Que pensez-vous des propositions contenues dans le rapport de Hakim El Karoui ?

Ces recommandations sont très sensées. L'auteur fait bien d’alerter la population française sur ce qui se passe notamment sur certains sites internet, et sur l’importance du discours et de la rhétorique qui sont employés, qui ont tant d’importance pour les jeunes.

Lorsque le rapport propose aux musulmans un discours alternatif, c’est pour moi une bonne approche. Mais ce que j’apprécie encore plus, c’est la recherche d’un discours républicain fort qui va créer une certaine identification. Je suis plus sceptique quant à l’identification que va créer un discours religieux musulman alternatif par rapport au discours qui existe déjà sur internet et qui a une telle force de mobilisation. Un discours qui aura la même force de mobilisation, venant de la société dans laquelle vivent les jeunes musulmans, est à mon sens très important.

L'ex-président Nicolas Sarkozy a essayé d’organiser l’Islam de France avec la création du Conseil français du culte musulman (CFCM), afin de repenser le financement des lieux de culte musulman. En quoi l’approche d'Emmanuel Macron peut être différente ?

De toute façon, il n’y aura jamais une institution représentative de toute une population. Je ne sais pas combien de musulmans s’identifient à une institution créée par l’Etat. C’est inconcevable. Mais cette institution (que Karoui appelle de ses vœux) aura la capacité de négocier les intérêts d’une certaine population. Et c’est bien cela qui va créer une certaine identification. Une institution qui défend les intérêts et aussi une approche identitaire.

Le CFCM n’est peut-être pas un échec puisqu’il existe, mais la présence si importante des pays d’origine dans ce genre d’institution est une grande erreur, même si tous les pays n’ont pas la même fonction. J’ai fait une recherche sur le Maroc et celui-ci représente en pratique la politique d’intégration en France. Il y a des politiques d’intégration transnationales. Leur objectif est le suivant : essayer de nationaliser l’islam. Car le danger de ces discours sur internet, c’est l’islam global, autrement dit la globalisation de l’islam et de l’islamisme. Mais en même temps, nationaliser l’islam, c’est le « franciser », avec l’aide des pays d’origine peut-être mais le « franciser » quand même.

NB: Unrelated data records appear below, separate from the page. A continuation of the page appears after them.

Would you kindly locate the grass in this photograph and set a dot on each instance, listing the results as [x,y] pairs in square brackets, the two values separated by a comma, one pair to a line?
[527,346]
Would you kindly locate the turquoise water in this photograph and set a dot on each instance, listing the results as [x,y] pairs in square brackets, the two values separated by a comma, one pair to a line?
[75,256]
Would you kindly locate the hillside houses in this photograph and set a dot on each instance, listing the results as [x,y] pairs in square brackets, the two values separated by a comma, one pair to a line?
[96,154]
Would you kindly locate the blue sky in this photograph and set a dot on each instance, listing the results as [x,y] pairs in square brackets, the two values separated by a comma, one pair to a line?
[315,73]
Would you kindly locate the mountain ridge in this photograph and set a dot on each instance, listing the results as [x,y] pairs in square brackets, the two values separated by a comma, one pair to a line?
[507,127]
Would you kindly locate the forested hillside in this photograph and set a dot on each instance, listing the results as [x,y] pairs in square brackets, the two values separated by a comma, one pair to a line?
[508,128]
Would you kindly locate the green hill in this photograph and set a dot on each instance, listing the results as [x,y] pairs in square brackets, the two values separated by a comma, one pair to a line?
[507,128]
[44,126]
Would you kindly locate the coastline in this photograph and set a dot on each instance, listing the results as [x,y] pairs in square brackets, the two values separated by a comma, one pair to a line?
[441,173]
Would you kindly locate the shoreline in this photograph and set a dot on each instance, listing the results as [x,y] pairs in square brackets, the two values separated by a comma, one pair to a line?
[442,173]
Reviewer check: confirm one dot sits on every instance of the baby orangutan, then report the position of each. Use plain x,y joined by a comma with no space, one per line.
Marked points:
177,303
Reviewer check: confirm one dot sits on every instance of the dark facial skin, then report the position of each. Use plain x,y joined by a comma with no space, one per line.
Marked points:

Mais ces jeunes ne s’identifient pas à ces pays, aux pays de leurs parents.

Absolument.

Pensez-vous que « la mainmise » de ces pays sur les institutions religieuses en France est vraiment le cœur du problème ?

Ces pays-là jouent la carte politique. Ils ne jouent pas la carte identitaire des jeunes. C’est plutôt l’islam global qui joue cette carte. Ils ne représentent rien pour ces jeunes. En revanche, ces pays jouent leur pouvoir de négociation au seins des pays d’émigration.

Je suis d’accord avec vous que ces jeunes ne s’identifient pas au pays d’origine de leurs parents, le Maroc, la Tunisie, l’Algérie... C'est peut-être moins vrai pour la Turquie qui joue un peu la carte nationale. Elle joue même la carte nationale avec la carte de l’islamisme global, c’est pour cela que les jeunes s’identifient à ce pays, même les Maghrébins s’identifient à la Turquie. Donc, il faut éviter que ces pays s’appuient sur les pays d’émigration pour utiliser leur jeu de pouvoir

Quelles sont les implications de ces propositions par rapport à la laïcité, prônée par l’Etat français ? Ne peut-on pas percevoir cette initiative comme une atteinte à la laïcité, l’Etat interférant dans les affaires religieuses d’une communauté ?

De toute façon, la laïcité est à redéfinir, à négocier. On ne sait plus du tout ce qu’est la laïcité. Elle a eu dix-mille définitions depuis l’affaire du foulard en 1989. L’Etat a toujours mis la main sur les religions à travers les institutions représentatives. Et ces institutions sont des intermédiaires entre l’Etat et les populations appartenant à cette confession.

Cela ne remet pas en cause la laïcité, bien au contraire. C’est bien la laïcité qui a été à l’origine de la création de ces institutions. Pour moi, la laïcité est remise en cause par sa définition, par son application et par son implication dans la vie publique d'aujourd’hui. Prenons par exemple « le mariage pour tous ». Lorsqu'une partie de la France marche et met en avant les valeurs religieuses, cela n’a-t-il pas un effet sur la laïcité ? Bien sûr que oui. On ne sait plus du tout si la laïcité est quelque chose d’institutionnel.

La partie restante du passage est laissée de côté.